Honorable Mention: _The Faerie Queene_, Edmund Spenser; the _Alice_ books, Lewis Carroll. The first isn't exactly what I pick up when I want a light read (a hardback edition could be used effectively for home defense…), but if you want to know where high fantasy came from, this is where "mythology" makes that transition. The second, on the other hand, is _precisely_ what I pick up when I want a light read: they never get old, and I nearly always find something I hadn't noticed before in the past few dozen reads. Which may be the highest praise any book could receive.


----------



## pskelding

Ouch you're going to make me pick Phil?  I hope the book gods don't curse me!  Here goes...

In order...

5)  Ranger's Apprentice by John Flanagan - a YA series makes my top 5!  They are well written and have good storylines that are sometimes cliche or formula but John always puts his spin on things and makes them interesting.  This series gave me the core idea for my new and first series I'm working on - Dark Archers.  

4) Mistborn by Brandon Sanderson - a great unique fantasy series!  Brandon throws it all in there with this one - kung fu (check), evil overlord (check), unique magic system requiring burning metals by eating them (check), great characters (check) and a "gothic volcanic ghostly setting" (check).  What he does with them is brilliant especially how the "heroes" decide we don't need a stinking prophecy we got these here people and we're gonna do this overthrow the evil overlord thing!  I'm eagerly waiting the new book.  I've yet to read Stormblight Chronicles but I will soon! 

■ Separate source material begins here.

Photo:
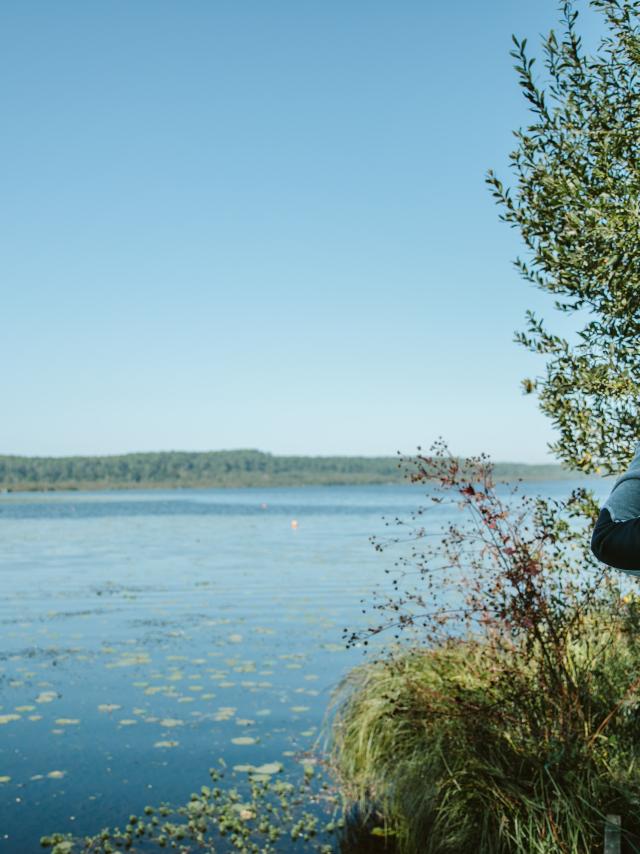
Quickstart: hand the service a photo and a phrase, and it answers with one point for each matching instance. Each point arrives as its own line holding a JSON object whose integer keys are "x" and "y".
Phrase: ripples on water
{"x": 146, "y": 635}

3) Guards, Guards by Terry Pratchett - Vimes... need I say more?  My introduction that fantasy can be totally fun, uniquely un-new, and the characters were all great!  First Pratchett I read and still my favorite! 

2) First Law trilogy (or anything by Joe Abercrombie) - I just love his gory filled battle scenes and great twists that he puts on fantasy.  I think he's a future grandmaster of fantasy.  

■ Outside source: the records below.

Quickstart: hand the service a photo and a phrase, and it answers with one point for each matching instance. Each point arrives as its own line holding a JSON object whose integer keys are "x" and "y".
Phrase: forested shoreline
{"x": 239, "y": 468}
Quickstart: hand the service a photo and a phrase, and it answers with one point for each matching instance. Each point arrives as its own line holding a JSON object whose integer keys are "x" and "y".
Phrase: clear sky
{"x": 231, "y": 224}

1) Under Heaven by Guy Gavriel Kay - I just love the whole setting, dilemma, plot, characters and the more grounded epic quality of it.  It also mixes my loves of fantasy and China together.  It's been out for just about 1 year and I've read it 3 times and enjoyed it more each time.  The unique situations he places his protagonist in are brilliant when he receives a gift of 100 horses which is his world are enough to topple and empire.  A simple premise handled with political intrigue, action, mystery and class.  

Damn you Phil for making me think at 9am on my day off!!   I have a headache now... where's my coffee...


----------



## Shadoe

Would the Temeraire series by Naomi Novik be considered fantasy?


----------



## pskelding

It totally is fantasy Shadoe...


----------



## Shadoe

Oh good, because, oddly, that's the only one I could think of. I hate not being able to look at my books. ::sniff::


----------



## Philip Overby

@Ravana:  I know Wagner but I have no idea how to get any of his stuff.  I've wanted to read the Kane series for a long time but the only editions you can find are 100 bucks or something.  Sorry, but to me, at this point in my life, no book is worth 100 bucks.  I still want to read this series, but I'll wait until someone releases editions that aren't the "super leather hardback collector's Necronomicon" version.

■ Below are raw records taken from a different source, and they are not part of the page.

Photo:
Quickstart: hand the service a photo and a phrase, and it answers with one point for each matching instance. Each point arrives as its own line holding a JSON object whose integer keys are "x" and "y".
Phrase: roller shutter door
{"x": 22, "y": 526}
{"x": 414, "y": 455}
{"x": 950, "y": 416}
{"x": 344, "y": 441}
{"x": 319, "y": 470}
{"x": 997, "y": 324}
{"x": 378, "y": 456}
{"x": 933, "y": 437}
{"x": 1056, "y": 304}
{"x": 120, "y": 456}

@pskelding:  I'm very interested in reading more of Kay's writing.  Under Heaven sounds great.  I really want to read Tigana, but they don't have Kindle version (I'm trying to dramatically limit my print books now, after amassing over 3,000).


----------



## Kelise

1. *The Lies of Locke Lamora* by _Scott Lynch_: This is the book I would give everything to write. It's a detailed world, loveable characters, exciting yet followable plot and just... guh. Lovely.

2. *The Name of the Wind* by _Patrick Rothfuss_: Utterly amazing. High quality world, background information, characters and you almost feel like you could travel to it. 

3. *Ship of Magic* by _Robin Hobb_: Picking a favourite Robin Hobb book was hard, but this would have to be it for things you only realise once you've read her others - once you see everything she's 'hidden' away in this one. 

4. *Power and Majesty* by _Tansy Rayner Roberts_: Just really enjoyable. Maybe not as deep or high as other fantasy, but the kind that you can't put down and you really wish you were part of in some way.


I really can't pick a fifth without saying my first four have to be series instead. I'm trying to read Abercrombie at the moment but either I'm too sick/grumpy all the time to enjoy it, or it's just been hyped up too much... 
I have Tad Williams waiting to be read also, but I think I'll wait until I've enjoyed some random book, just in case it's my mood that's spoiling Abercrombie - I don't want Tad Williams spoiled for me also... 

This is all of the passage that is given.